8 thoughts on “Bastl Instruments grandPA Granular Sampler Demo

  1. I have a 5U (MU) format modular (Mos-Lab system 1P) and I am always jealous of the vast amount of Eurorack modules available. I made my choice though and do not regret it! I love the larger format just for the fact that I love the larger physical interaction. The Mos-Lab sounds amazing as well.

  2. It allows you to produce sounds that no other modular source ever could. It allows samplers to be integrated into modular gear. So the fun is in being able to modulate and mess with samples more easily in your modular workflow. An SD card is just a simple, cheap, and removable EPROM sub in these sorts of things.

    The advantage of this is that it is controllable and modulate-able by all the variety that a modular offers.

    Another SD card module, The Radio Music, lets you simulate tuning through the station on an old radio, with the cool difference that you select what is actually played on each station.

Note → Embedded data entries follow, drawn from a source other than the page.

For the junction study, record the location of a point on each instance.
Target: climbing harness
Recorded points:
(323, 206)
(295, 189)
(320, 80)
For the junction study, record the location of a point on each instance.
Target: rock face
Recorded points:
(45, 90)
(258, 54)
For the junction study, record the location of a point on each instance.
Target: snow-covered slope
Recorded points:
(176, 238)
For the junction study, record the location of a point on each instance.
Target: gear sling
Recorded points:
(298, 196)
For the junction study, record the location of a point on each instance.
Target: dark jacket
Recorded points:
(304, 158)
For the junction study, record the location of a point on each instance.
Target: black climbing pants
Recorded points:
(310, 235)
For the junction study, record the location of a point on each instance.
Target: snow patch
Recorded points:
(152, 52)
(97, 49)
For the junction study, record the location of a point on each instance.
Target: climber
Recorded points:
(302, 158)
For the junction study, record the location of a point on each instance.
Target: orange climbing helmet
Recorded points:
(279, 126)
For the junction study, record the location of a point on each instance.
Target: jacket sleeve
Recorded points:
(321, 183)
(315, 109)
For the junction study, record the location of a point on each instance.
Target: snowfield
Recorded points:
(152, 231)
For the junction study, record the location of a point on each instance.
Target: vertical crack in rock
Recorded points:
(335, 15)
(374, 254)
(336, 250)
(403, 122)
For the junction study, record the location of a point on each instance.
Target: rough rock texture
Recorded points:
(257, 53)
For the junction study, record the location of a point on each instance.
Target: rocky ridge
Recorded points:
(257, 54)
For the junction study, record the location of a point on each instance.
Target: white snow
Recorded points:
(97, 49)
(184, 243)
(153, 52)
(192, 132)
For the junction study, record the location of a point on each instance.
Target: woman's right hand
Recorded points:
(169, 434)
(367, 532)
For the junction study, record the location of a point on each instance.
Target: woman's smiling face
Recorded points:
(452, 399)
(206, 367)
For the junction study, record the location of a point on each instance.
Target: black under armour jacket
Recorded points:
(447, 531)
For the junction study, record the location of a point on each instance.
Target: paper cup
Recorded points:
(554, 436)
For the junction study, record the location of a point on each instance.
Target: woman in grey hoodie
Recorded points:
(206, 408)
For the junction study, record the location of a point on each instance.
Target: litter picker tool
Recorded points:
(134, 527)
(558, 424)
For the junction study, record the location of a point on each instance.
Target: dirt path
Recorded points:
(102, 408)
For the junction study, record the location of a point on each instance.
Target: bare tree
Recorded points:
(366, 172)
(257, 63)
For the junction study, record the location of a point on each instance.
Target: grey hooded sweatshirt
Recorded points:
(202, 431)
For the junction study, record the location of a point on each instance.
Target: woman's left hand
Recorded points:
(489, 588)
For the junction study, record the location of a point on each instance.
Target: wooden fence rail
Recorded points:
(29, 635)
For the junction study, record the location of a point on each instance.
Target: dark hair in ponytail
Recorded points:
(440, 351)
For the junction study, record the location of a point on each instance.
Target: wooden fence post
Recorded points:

    It is pretty damn cool and very different.

    1. Nearly all granular modules in Eurorack format use sample playback from storage devices like USB or microSD. This can be good for certain uses, but can be extremely limiting from the modular point of view. There are a few modules like the Grain Shift or the Mutable Instruments Clouds that take live input (from other modules or external) and they are much more flexible concerning integration with the rest of the system you own. There isn’t anything this grandPA can do a Octratrack can’t do to samples.

      Personally I find the Clouds much more integrated with my whole modular system, and I’m looking forward to trying it together with a Ginko Synthese Samplicer which also takes live input!

      1. This isn’t trying to be those modules. A live input is mostly just a loop feature and does not live up to the full potential of actual sampling.

        This is a modular version of the microGranny

        Effectively, all a sampler really does, even granular, is give you something different besides an analog of digitally generated waveform to play with.

        Honestly, sample manipulation is pretty limited on modulars no matter what you use.

        If samples are your thing them software is really the best way to go.

        1. “just a loop feature”

          LOL, no. I have a Clouds and a Grainshift right here and while the Clouds could loop a buffer (like any delay could too) there is so much more going on with the windowing, the smearing, the density and transposing of the grains.

          Effectively, what a sampler (granular or not) with live input gives you is the ability to create immensely dense feedback in a patch, where you re-grab the output (modified or not) and rework it. And you really really can’t do that with files from memory.

          I realise this isn’t trying to be another module and it will have its use. But I agree with the remark that only having the option to play back from fixed memory is quite dull and limiting from a modular perspective. Why did they not opt to drop one playback channel and add a live input to sample on the fly? I would probably have gotten one if they did. If I then really liked it perhaps even two.